Trabalhadores da saúde em Gaza alertaram sobre o potencial de um surto de pólio por meses. A crise humanitária do território se aprofundou durante a guerra que eclodiu depois que militantes liderados pelo Hamas invadiram o sul de Israel em 7 de outubro, matando cerca de 1.200 pessoas e sequestrando cerca de 250. A ofensiva retaliatória de Israel matou mais de 40.000 palestinos, de acordo com o Ministério da Saúde de Gaza, que não diz quantos eram militantes.

O ministério disse que os hospitais receberam 89 mortos no sábado, incluindo 26 que morreram em um bombardeio israelense durante a noite, e 205 feridos — uma das maiores contagens diárias em meses.

Enquanto isso, partes da Cisjordânia permaneciam tensas enquanto o exército israelense continuava sua campanha militar em larga escala, a mais mortal desde o início da guerra entre Israel e o Hamas.

Dois carros-bomba explodiram em Gush Etzion, um bloco de assentamentos israelenses. O exército israelense matou ambos os atacantes após as explosões em um complexo em Karmei Tzur e em um posto de gasolina, disseram os militares israelenses. Os militares disseram mais tarde que um soldado morreu no sábado durante “atividades operacionais” em Jenin, sem detalhes, e outro ficou gravemente ferido.

O Hamas não reivindicou os atacantes como seus combatentes, mas chamou-a de uma “operação heróica”. O grupo militante disse no início deste mês, após um atentado a bomba em Tel Aviv, que continuaria com tais ataques.

Israel continuou seu ataque em larga escala — incluindo destruição de infraestrutura, ataques aéreos e tiroteios — em campos de refugiados urbanos nas cidades de Jenin e Tulkarem, no norte da Cisjordânia. A incursão de Israel começou na terça-feira, causando alarme entre a comunidade internacional de que a guerra pode se estender para além de Gaza.

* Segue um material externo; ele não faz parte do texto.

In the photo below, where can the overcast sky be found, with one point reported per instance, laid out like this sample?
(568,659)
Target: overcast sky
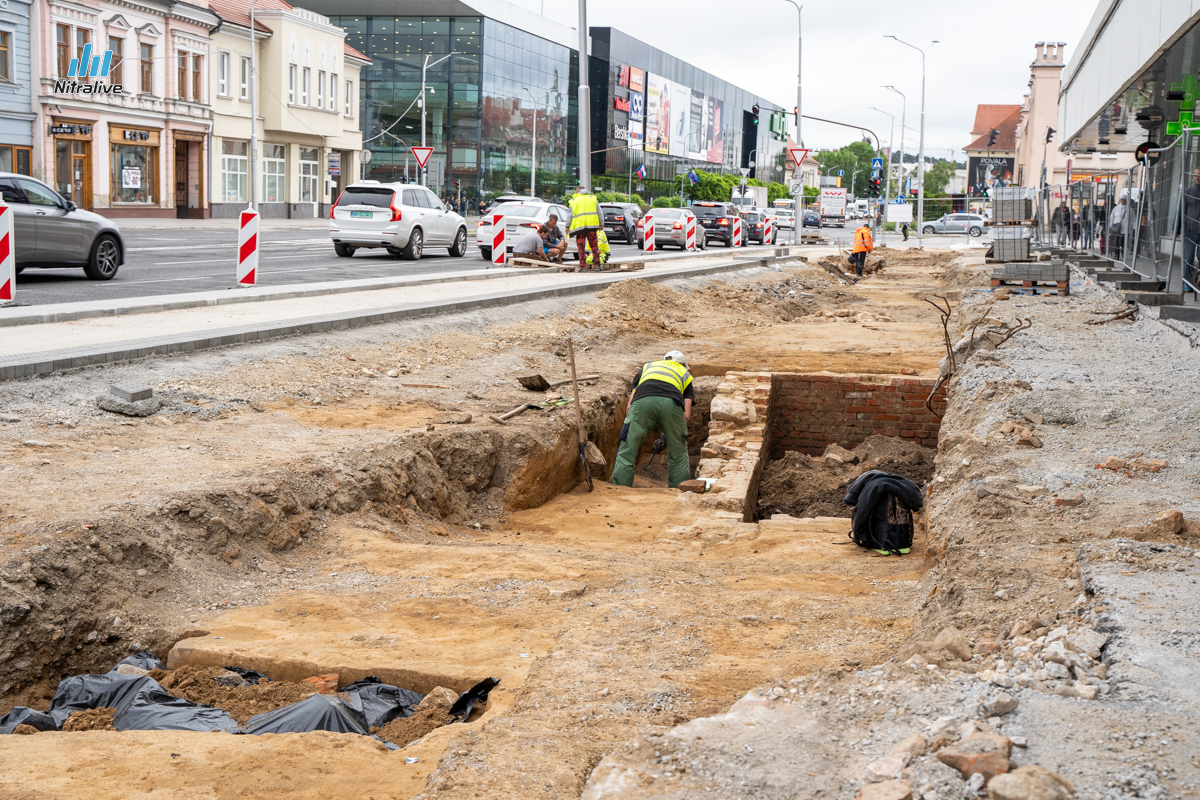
(983,54)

A instituição de caridade médica Médicos Sem Fronteiras disse em um comunicado que estava alarmada com a escala e intensidade da incursão de Israel e afirmou que as forças israelenses “obstruiram o acesso às instalações de saúde e bloquearam — e até mesmo atacaram — ambulâncias”.

No sábado, o exército israelense disse que 23 militantes foram mortos desde a incursão, incluindo 14 na área de Jenin.

Algumas pessoas fugiram de Jenin. Segurando um bebê, Oroba al-Shalabi disse que tiros israelenses atingiram suas janelas.

“Começamos a gritar que tínhamos crianças pequenas, mas eles (os soldados israelenses) não responderam de início. Quanto mais gritávamos, mais eles atiravam na casa, quebrando a TV e as janelas ao redor de nós”, disse ela.

A família se encolheu na cozinha até que os soldados entraram, ela disse, separando mulheres e crianças dos homens e revistando os telefones de todos antes de deixá-la fugir.

Israel descreveu a operação na Cisjordânia como uma estratégia para evitar ataques a civis israelenses, que aumentaram durante a guerra em Gaza, incluindo perto de assentamentos que a comunidade internacional considera amplamente ilegais. O Ministério da Saúde Palestino observou um aumento nas mortes de palestinos pelas forças israelenses, com pelo menos 663 na Cisjordânia desde o início da guerra.

No centro de Gaza, ataques aéreos israelenses atingiram um prédio de vários andares que abrigava pessoas deslocadas dentro e ao redor de Nuseirat, um campo de refugiados construído, em Khan Younis e na Cidade de Gaza, disseram autoridades de hospitais da área. O Ministério da Saúde anunciou um “ataque repetido” ao hospital al-Ahli na Cidade de Gaza. Não houve detalhes imediatos, e os militares israelenses não comentaram.

Os Estados Unidos, o Catar e o Egito passaram meses tentando mediar um cessar-fogo que veria os reféns restantes libertados. Mas as negociações têm repetidamente emperrado, já que Netanyahu prometeu “vitória total” sobre o Hamas e o grupo militante exigiu um cessar-fogo duradouro e a retirada total das forças israelenses do território.

Os israelenses se reuniram novamente na noite de sábado para protestar contra o governo e pedir um acordo para trazer os reféns restantes para casa.

“Por que eles ainda estão em Gaza?”, gritava a multidão.